In the next few weeks, still suffering intermittent, milder attacks, I started seeing my therapist more frequently. I stayed home from work. One afternoon I switched on the television. The Oprah Winfrey Show was on, and the focus of the program that day was panic disorders. A woman about my age was tearfully describing her symptoms and medical journey. She had the rapid heartbeat, the fear, the feeling of going crazy, the lack of medical explanation, and the battery of tests, and had morphed into an agoraphobic, someone who never leaves the house. My jaw dropped—it mirrored my story exactly. An expert came on and spoke of these “panic attacks” as part of an anxiety disorder closely related to or coexistent with post-traumatic stress disorder. It was, he said, the body’s way of dealing with distress or trauma that was locked away. It could strike anyone, but mostly it struck people who had been victims of domestic, sexual, or child abuse, those who had witnessed violence, war veterans, victims of crime where bodily harm took place, and so forth. He went on to explain that the first attack usually struck in a patient’s twenties or thirties and that the average sufferer saw sixteen different health professionals before getting the proper diagnosis and treatment. I literally ran to call my therapist. Her secretary told me I could come first thing in the morning. The next morning I felt better than I had in weeks, as I burst into my therapist’s office.

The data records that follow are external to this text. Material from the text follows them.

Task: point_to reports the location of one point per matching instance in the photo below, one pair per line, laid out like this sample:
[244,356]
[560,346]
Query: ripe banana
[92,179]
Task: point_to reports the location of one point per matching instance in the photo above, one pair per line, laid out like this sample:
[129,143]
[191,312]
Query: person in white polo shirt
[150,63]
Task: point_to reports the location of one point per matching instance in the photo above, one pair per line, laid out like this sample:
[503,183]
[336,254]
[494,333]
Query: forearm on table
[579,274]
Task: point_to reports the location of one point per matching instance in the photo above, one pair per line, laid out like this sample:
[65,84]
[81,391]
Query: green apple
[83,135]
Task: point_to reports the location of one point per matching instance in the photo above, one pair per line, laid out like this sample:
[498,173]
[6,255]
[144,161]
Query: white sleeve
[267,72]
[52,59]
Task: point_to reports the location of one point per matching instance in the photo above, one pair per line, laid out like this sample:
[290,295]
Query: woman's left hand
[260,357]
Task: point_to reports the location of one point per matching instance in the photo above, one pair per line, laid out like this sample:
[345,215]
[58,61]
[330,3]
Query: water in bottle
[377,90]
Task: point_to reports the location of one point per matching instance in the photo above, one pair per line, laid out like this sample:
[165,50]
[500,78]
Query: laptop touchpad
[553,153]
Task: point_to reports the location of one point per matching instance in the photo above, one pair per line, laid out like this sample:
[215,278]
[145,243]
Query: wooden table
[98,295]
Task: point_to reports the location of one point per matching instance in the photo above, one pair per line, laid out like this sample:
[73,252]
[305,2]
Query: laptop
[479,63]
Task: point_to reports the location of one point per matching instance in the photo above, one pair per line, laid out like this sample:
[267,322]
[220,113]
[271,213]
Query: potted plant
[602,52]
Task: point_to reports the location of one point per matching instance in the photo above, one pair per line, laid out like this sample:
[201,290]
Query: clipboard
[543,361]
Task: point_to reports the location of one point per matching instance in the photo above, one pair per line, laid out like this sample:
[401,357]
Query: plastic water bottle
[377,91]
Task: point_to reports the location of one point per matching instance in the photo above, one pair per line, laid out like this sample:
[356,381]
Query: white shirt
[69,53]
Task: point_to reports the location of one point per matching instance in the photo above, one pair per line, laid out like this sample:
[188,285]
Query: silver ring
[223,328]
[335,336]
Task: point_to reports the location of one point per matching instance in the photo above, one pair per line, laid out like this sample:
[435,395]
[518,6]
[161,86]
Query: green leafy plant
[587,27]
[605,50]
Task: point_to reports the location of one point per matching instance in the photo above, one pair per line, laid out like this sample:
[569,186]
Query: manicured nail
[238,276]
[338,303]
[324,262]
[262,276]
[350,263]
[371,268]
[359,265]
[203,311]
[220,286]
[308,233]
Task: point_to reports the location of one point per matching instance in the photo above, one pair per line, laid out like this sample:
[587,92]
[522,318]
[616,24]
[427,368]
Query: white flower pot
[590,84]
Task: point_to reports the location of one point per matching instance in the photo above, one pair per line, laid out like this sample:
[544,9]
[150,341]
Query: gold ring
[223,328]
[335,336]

I told her about the Oprah show, and what I had learned about panic disorder, and she said that she had begun to suspect that might be what I had. She didn’t stop me or tell me to slow down. She said that the long-buried trauma of my rape, combined with my abusive marriage and divorce proceedings, probably triggered the attacks. She ordered me off caffeine and all stimulants, told me to practice deep breathing and meditation, and gave me a prescription to treat my anxiety and the acute attacks.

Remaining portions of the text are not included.